Friday 5 August 2016

Japan stimulates economy - again.

Japan has announced another huge fiscal stimulus package to try and boost growth in the economy. Japan has tried a succession of such measures in recent years, but the Japanese economy continues to perform poorly.

The latest package has been described as an 'old fashioned short term stimulus, based on public works.' What we might call a Keynesian stimulus package. The Aggregate Demand and Supply diagram shows the hoped for effect of the measure.

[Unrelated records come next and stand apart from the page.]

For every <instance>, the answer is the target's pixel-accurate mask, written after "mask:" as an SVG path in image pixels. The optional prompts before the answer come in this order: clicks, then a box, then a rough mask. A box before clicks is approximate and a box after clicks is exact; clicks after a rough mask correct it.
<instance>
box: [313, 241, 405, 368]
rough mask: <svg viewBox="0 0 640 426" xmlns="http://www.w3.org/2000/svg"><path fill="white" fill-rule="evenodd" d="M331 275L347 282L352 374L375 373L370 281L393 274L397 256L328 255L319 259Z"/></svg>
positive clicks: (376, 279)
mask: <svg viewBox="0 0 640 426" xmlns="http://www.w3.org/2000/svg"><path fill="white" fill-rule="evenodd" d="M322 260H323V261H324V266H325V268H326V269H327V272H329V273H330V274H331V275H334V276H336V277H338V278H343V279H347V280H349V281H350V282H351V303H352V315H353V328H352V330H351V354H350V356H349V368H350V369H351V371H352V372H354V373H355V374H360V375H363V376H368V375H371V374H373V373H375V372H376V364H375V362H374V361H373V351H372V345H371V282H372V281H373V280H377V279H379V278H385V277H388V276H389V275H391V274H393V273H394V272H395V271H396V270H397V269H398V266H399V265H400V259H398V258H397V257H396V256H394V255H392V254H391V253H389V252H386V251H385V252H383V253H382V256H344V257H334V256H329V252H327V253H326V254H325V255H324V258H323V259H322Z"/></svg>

The  brief details of the stimulus package are that the government will spend an additional US$275billion mainly over two financial years. This will boost Aggregate Demand (AD) by raising government spending (G), a component of Aggregate Demand. The government budget deficit will rise as a result. While there will be significant infrastructure spending in the package there is also going to be cash handouts to low income families.

The main aim of the package is to boost Consumption spending, the largest component of AD, which has been very slow to grow in Japan for many years. The overall effects are also expected to be short term only, a temporary boost to AD, partly to overcome any impact of the British Brexit vote on the world economy. 

The real question is will it work? This is the second fiscal stimulus package of the year in Japan and part of the 'Abenomics' approach of Japan's Prime Minister that aims to boost economy (a link explaining Abenomics is given below).

The stimulus is being made along with the supporting policies of expansionary monetary policy and deregulation and will shift the AD curve to the right. In the diagram above this shows a very successful expansionary fiscal policy that leads to non-inflationary growth (Real output rises from 0Y1 to 0Y2 with no rise in the price level.) 

However the diagram shows a simple Keynesian model. There might be crowding out, which reduces the impact of the stimulus, or if the monetarist/new-classical model holds the rise in demand will only lead to a short term output and employment boost and then inflation.



This article is most useful to IB students. It provides and excellent example of expansionary fiscal (budgetary) policy and raises the questions of effectiveness and the nature of mutually supporting macroeconomic policies. VCE students can certainly follow the logic of the policy and apply it to Australia's situation.